Medical device company Kensey Nash Corp. said Tuesday it acquired the assets of bone cement maker Norian for $22 million in cash.
Kensey Nash is acquiring Norian from Synthes, which is itself being bought by health care giant Johnson & Johnson for $21.3 billion. Kensey Nash said it expects to get about $1 million in revenue from Norian in its fiscal fourth quarter, which ends June 30. It expects the deal to boost its fiscal 2012 profit by 15 cents per share and its revenue by $14 million. Kensey Nash will take over manufacturing of Norian's products, and Synthes, a Swiss company, will distribute them.
In morning trading, shares of Kensey Nash rallied $1.98, or 8.1 percent, to $26.39.
Kensey Nash said it paid Synthes $11 million upfront, and will pay another $11 million when manufacturing is transferred from Norian's facility in West Chester, Pa., to Kensey's Exton, Pa., facility, or 18 months after closing.
Synthes agreed to sell Norian last year as part of the settlement of an illegal marketing case. In 2010, Synthes plead guilty to criminal charges related to unauthorized testing of a Norian product that is used to fill bone defects. Norian trained surgeons to use the product on patients who were having spinal surgery. Three patients died on the operating table before the testing was stopped. In 2010, Norian and Synthes agreed to pay $23 million in fines — the maximum amount — for failing to report the deaths to the Food and Drug Administration, and for lying to investigators. The unauthorized tests involved about 200 patients between 2002 and 2004.
Tuesday was the deadline for Synthes to divest its Norian assets.

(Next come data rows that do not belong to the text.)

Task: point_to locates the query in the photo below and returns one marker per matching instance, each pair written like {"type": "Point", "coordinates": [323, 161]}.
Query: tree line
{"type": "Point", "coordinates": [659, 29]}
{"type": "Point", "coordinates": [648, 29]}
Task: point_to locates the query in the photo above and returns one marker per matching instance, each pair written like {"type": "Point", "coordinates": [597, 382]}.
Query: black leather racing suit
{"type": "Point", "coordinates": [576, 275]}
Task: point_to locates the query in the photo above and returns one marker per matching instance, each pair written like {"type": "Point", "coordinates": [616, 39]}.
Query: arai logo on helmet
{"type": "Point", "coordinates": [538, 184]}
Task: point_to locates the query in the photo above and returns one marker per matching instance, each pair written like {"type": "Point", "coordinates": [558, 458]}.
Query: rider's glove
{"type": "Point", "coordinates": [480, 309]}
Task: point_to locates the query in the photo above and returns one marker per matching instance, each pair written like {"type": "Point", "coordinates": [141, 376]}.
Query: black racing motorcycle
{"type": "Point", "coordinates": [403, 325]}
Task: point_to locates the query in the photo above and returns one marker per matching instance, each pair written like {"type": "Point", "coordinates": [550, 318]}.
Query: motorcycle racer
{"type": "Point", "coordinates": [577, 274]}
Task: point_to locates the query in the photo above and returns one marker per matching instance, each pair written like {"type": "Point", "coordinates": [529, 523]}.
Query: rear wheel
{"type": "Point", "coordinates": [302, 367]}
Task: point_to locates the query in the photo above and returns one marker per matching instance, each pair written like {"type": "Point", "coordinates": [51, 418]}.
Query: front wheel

Kensey Nash said it expects to earn between 31 cents and 33 cents per share in the fiscal fourth quarter, including transaction and amortization expenses connected to the Norian deal. It forecast $18.7 million to $19.2 million in revenue. While Norian will add to its sales, the company said it expects less sports medicine and spine revenue because orders have been lower than it anticipated, and the launch of a cartilage repair device was delayed.
Analysts expected a profit of 44 cents per share and $18.7 million in revenue, according to FactSet.
The company says it now expects an adjusted profit of $1.52 to $1.54 per share in fiscal 2011, down from its previous estimate of $1.70 to $1.75 per share. It pared its revenue guidance to $71.6 million to $72.1 million from $71.8 million. Analysts were calling for a profit of $1.66 per share and revenue of $71.8 million on average.
In fiscal 2012, Kensey Nash called for net income of $1.85 to $1.90 per share and $90 million in total revenue. That was above analysts' estimate of $1.75 per share in profit and $75.5 million in revenue prior to the Norian deal.